On the first day of kindergarten, poor children are already behind.

But the distance they need to cover to start school on par with richer kids has shortened – in spite of widening economic inequality – according to surprising new research co-authored by Stanford Graduate School of Education (GSE) Professor Sean Reardon.

The study, conducted with Stanford GSE alumna Ximena Portilla, compared the achievement gaps between high- and lower-income children kindergarten in 1998 and 2010 using the most recent data from the U.S. Department of Education’s Early Childhood Longitudinal Study (ECLS). It was published Aug. 26 in AERA Open, a peer-reviewed journal of the American Educational Research Association.

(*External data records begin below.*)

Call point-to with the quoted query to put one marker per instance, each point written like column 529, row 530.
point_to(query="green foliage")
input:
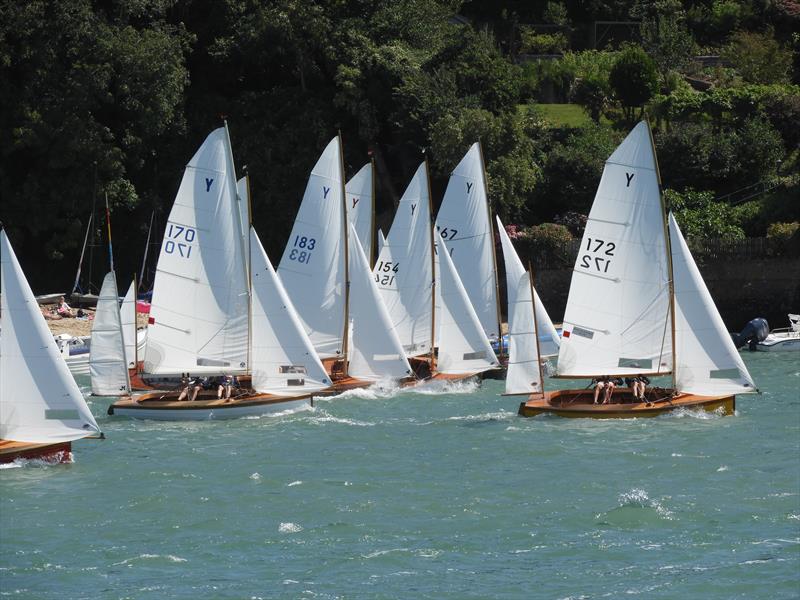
column 758, row 57
column 633, row 79
column 699, row 216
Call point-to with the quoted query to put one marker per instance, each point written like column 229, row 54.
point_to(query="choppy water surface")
column 435, row 494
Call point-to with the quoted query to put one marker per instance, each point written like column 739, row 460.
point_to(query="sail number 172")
column 598, row 251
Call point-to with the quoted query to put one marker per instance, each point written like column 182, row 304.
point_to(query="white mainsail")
column 108, row 366
column 360, row 206
column 464, row 224
column 199, row 311
column 39, row 399
column 617, row 320
column 127, row 314
column 549, row 341
column 313, row 264
column 283, row 359
column 707, row 363
column 463, row 346
column 403, row 270
column 376, row 352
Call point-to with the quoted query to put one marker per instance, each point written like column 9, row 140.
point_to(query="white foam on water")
column 289, row 528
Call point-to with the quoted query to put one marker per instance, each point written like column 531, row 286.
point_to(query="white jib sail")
column 39, row 400
column 199, row 312
column 549, row 341
column 108, row 366
column 463, row 222
column 283, row 359
column 403, row 269
column 617, row 320
column 376, row 352
column 463, row 346
column 127, row 314
column 707, row 361
column 358, row 194
column 312, row 267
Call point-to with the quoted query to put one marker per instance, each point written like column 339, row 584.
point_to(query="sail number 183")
column 599, row 255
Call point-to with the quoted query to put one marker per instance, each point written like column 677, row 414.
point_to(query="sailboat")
column 202, row 320
column 42, row 411
column 332, row 288
column 406, row 277
column 637, row 305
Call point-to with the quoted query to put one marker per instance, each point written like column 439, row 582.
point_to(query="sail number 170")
column 598, row 251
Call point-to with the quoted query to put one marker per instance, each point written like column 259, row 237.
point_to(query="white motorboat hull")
column 215, row 413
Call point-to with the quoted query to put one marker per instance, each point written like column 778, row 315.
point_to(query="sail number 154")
column 598, row 251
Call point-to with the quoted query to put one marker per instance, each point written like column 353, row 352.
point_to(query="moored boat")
column 638, row 306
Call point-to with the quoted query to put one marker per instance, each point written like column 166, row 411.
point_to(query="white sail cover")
column 549, row 341
column 463, row 222
column 283, row 359
column 376, row 352
column 128, row 317
column 39, row 400
column 108, row 366
column 707, row 361
column 463, row 346
column 199, row 312
column 617, row 320
column 403, row 269
column 360, row 206
column 313, row 268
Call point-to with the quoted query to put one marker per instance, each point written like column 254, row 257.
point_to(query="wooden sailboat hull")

Reardon and Portilla found that the gap between high- and lower-income students was 16 percent smaller for reading and 10 percent smaller for math in 2010 compared to 1998.

That the reversal of this trend happened in the 2000s was even more surprising.

“Poor kids in 2010 were living in worse economic circumstances than poor kids in 1998,” said Reardon, a faculty affiliate of the Stanford Center for Education Policy Analysis.

Compared to 1998, the parents of low-income children in 2010 were more likely to be unemployed, speak a language other than English, have an education of high school or less, be of Hispanic origin and have been unmarried when the children were born.

And these socioeconomic changes affected poor kids disproportionately – widening economic and social disparities with respect to rich kids. “We expected that things had gotten worse – certainly not that they have gotten better,” Reardon said.